A good place to start for a dbt ide.yaml
is as follows:
vscode:
extensions:
- innoverio.vscode-dbt-power-user
- dorzey.vscode-sqlfluff
- mtxr.sqltoolsext
- mtxr.sqltools-driver-pg
- RandomFractalsInc.duckdb-sql-tools
- koszti.snowflake-driver-for-sqltools
- kj.sqltools-driver-redshift
- regadas.sqltools-trino-driver
buildSteps:
- name: intall dbt with the standard adapters
cmd: |
sudo apt-get update
sudo apt-get install -y python3-pip
sudo pip3 install dbt-core==1.7.8 dbt-duckdb==1.7.1 dbt-postgres==1.7.8 dbt-redshift==1.7.3 dbt-snowflake==1.7.2 dbt-trino==1.7.1
Pyspark base image
The goal of this base image is to make sure that the necessary libraries are installed in order for the pyspark environment to work.

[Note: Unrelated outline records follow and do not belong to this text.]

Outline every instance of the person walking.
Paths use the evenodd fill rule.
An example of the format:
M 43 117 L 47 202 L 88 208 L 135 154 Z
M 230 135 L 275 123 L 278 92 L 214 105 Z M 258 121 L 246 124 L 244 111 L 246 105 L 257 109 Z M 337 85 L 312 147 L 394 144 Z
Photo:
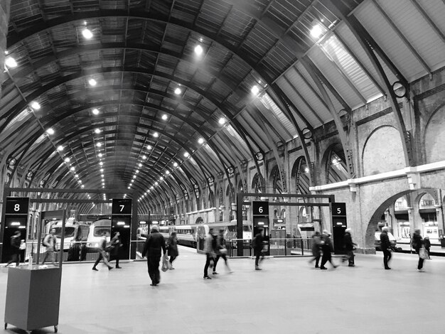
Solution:
M 412 235 L 412 241 L 411 242 L 412 245 L 412 248 L 414 249 L 416 253 L 419 255 L 419 262 L 417 263 L 417 271 L 424 272 L 423 266 L 424 266 L 424 259 L 422 257 L 420 254 L 420 249 L 422 247 L 424 247 L 424 239 L 422 238 L 422 235 L 420 235 L 420 230 L 416 229 L 414 230 L 414 232 Z
M 213 275 L 218 275 L 216 272 L 216 264 L 218 264 L 218 261 L 220 259 L 220 257 L 222 257 L 224 260 L 224 263 L 225 264 L 225 267 L 227 268 L 227 272 L 229 274 L 232 274 L 232 271 L 229 267 L 229 264 L 227 263 L 227 258 L 226 254 L 227 253 L 227 249 L 225 247 L 225 240 L 224 239 L 224 229 L 220 230 L 220 233 L 216 237 L 216 258 L 215 259 L 215 265 L 213 266 L 213 272 L 212 273 Z
M 427 250 L 427 255 L 428 255 L 428 259 L 431 259 L 431 257 L 429 256 L 429 249 L 431 249 L 431 242 L 429 241 L 429 237 L 427 236 L 424 238 L 424 247 Z
M 321 244 L 323 257 L 321 257 L 321 264 L 320 265 L 320 269 L 322 270 L 326 270 L 328 269 L 324 266 L 328 262 L 329 262 L 334 268 L 338 266 L 332 262 L 331 252 L 333 250 L 333 246 L 329 237 L 330 235 L 331 234 L 326 230 L 323 230 L 323 235 L 321 236 L 321 240 L 323 241 Z
M 109 232 L 104 232 L 102 235 L 102 237 L 100 240 L 100 246 L 97 249 L 97 253 L 98 253 L 97 259 L 95 262 L 95 265 L 92 266 L 92 270 L 94 270 L 95 271 L 99 271 L 99 269 L 96 267 L 97 266 L 97 264 L 99 264 L 99 262 L 100 262 L 100 260 L 103 260 L 104 263 L 107 265 L 107 266 L 108 266 L 108 270 L 111 270 L 113 269 L 113 267 L 109 265 L 109 263 L 108 262 L 108 259 L 107 257 L 107 251 L 106 251 L 107 239 L 109 235 Z
M 8 266 L 12 262 L 16 262 L 16 266 L 20 265 L 20 240 L 21 233 L 20 231 L 16 231 L 14 235 L 11 237 L 11 259 L 8 262 L 5 266 Z
M 142 257 L 146 255 L 149 276 L 151 279 L 151 286 L 156 286 L 161 281 L 159 273 L 159 262 L 161 261 L 161 251 L 163 256 L 166 256 L 166 241 L 163 236 L 159 233 L 159 227 L 154 225 L 151 227 L 150 235 L 146 238 L 142 251 Z
M 309 264 L 315 261 L 315 267 L 319 268 L 318 262 L 321 257 L 321 237 L 318 231 L 312 236 L 312 256 L 313 258 L 309 260 Z
M 351 230 L 350 228 L 347 228 L 345 230 L 345 235 L 343 236 L 343 245 L 345 250 L 346 251 L 346 256 L 343 258 L 343 261 L 344 262 L 348 260 L 348 266 L 355 266 L 354 263 L 354 249 L 355 249 L 357 244 L 353 242 L 350 231 Z
M 383 252 L 383 265 L 385 269 L 390 269 L 388 262 L 391 260 L 391 242 L 390 242 L 390 237 L 388 237 L 388 227 L 384 226 L 382 228 L 382 233 L 380 233 L 380 247 L 382 252 Z
M 55 239 L 55 229 L 52 228 L 50 230 L 48 235 L 45 237 L 43 239 L 43 246 L 46 247 L 46 251 L 45 252 L 45 257 L 43 257 L 43 260 L 42 261 L 42 264 L 45 264 L 45 262 L 46 259 L 49 258 L 49 260 L 51 262 L 53 266 L 56 266 L 55 264 L 55 257 L 54 252 L 55 252 L 56 247 L 56 239 Z
M 264 241 L 263 229 L 258 229 L 258 233 L 255 235 L 252 240 L 252 247 L 253 247 L 254 255 L 255 257 L 255 270 L 262 270 L 261 268 L 259 268 L 259 262 L 262 262 L 264 259 L 264 253 L 263 253 Z M 260 257 L 261 260 L 259 259 Z
M 118 269 L 122 269 L 122 266 L 119 266 L 119 249 L 120 247 L 122 245 L 120 239 L 120 232 L 115 232 L 114 235 L 109 241 L 109 261 L 112 261 L 113 259 L 116 260 L 116 268 Z
M 208 276 L 208 267 L 212 268 L 215 264 L 215 247 L 216 241 L 213 237 L 213 229 L 209 228 L 208 233 L 204 240 L 204 252 L 205 253 L 205 264 L 204 265 L 204 279 L 212 279 Z
M 175 261 L 176 257 L 179 255 L 179 252 L 178 252 L 178 237 L 176 236 L 176 232 L 173 231 L 168 237 L 168 239 L 167 240 L 167 254 L 170 257 L 168 260 L 168 263 L 170 266 L 168 269 L 170 270 L 173 270 L 173 262 Z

A good starting point for the pyspark ide.yaml
is as follows:
vscode:
extensions:
- ms-toolsai.jupyter
- ms-python.python
buildSteps:
- name: install openjdk
cmd: |
echo 'export SPARK_HOME=/opt/spark' >> ~/.bashrc
sudo apt-get update && sudo apt-get install -y --no-install-recommends gcc g++ software-properties-common openjdk-11-jre unzip curl
- name: add spark libraries with conveyor specific patches and add them to the python environment
cmd: |
curl -X GET https://static.conveyordata.com/spark/spark-3.5.1-hadoop-3.3.6-v1.zip -o spark.zip && sudo unzip ./spark.zip -d /opt && rm ./spark.zip && sudo chmod -R 777 /opt/spark
echo 'source /opt/spark/sbin/spark-config.sh' >> ~/.bashrc
- name: set default spark configuration for aws and azure
cmd: |
mkdir -p /opt/spark/conf
cat <<-EOF > /opt/spark/conf/spark-defaults.conf
spark.hadoop.fs.s3.impl org.apache.hadoop.fs.s3a.S3AFileSystem
spark.hadoop.fs.s3a.aws.credentials.provider com.amazonaws.auth.DefaultAWSCredentialsProviderChain
spark.kubernetes.pyspark.pythonVersion 3
spark.hadoop.hive.metastore.client.factory.class com.amazonaws.glue.catalog.metastore.AWSGlueDataCatalogHiveClientFactory
spark.hadoop.hive.imetastoreclient.factory.class com.amazonaws.glue.catalog.metastore.AWSGlueDataCatalogHiveClientFactory
spark.eventLog.enabled false
spark.hadoop.fs.azure.account.auth.type Custom
spark.hadoop.fs.azure.account.oauth.provider.type cloud.datafy.azure.auth.MsalTokenProvider
EOF
If you want to automate the installation of python dependencies, you can add that using the .vscode/tasks.json
file.
More details about this can be found in the following how to.
Notebook base image
In order to use an ide as a notebook environment, you can start from the following ide.yaml
:
vscode:
extensions:
- ms-toolsai.jupyter
- ms-python.python
If you want to automate the installation of python dependencies, you can add that using the .vscode/tasks.json
file.
More details about this can be found in the following how to.
YAML multiline strings
In YAML there are two ways to define multiline strings:
|
which preserves newlines in the content of the string>
which removes newlines and thus creates a single line string even if the content spans multiple lines
The library we use prefers >
over |
, which is why your input can be reformatted to use >
instead of |
.
This is not a problem as long as you are aware of the difference between the two.
Given the following input:
buildSteps:
- name: some multiline string
cmd: |
sudo apt-get update
sudo apt-get install -y curl
curl -X GET https://google.com
Is equivalent to:
buildSteps:
- name: some multiline string
cmd: >
sudo apt-get update
sudo apt-get install -y curl
curl -X GET https://google.com
The empty lines must be added in order to have the same meaning as the original input.
If you remove the newlines and use >
then the cmd content will be executed as a single line command, which in this case will result in an error as the update command does not expect additional arguments.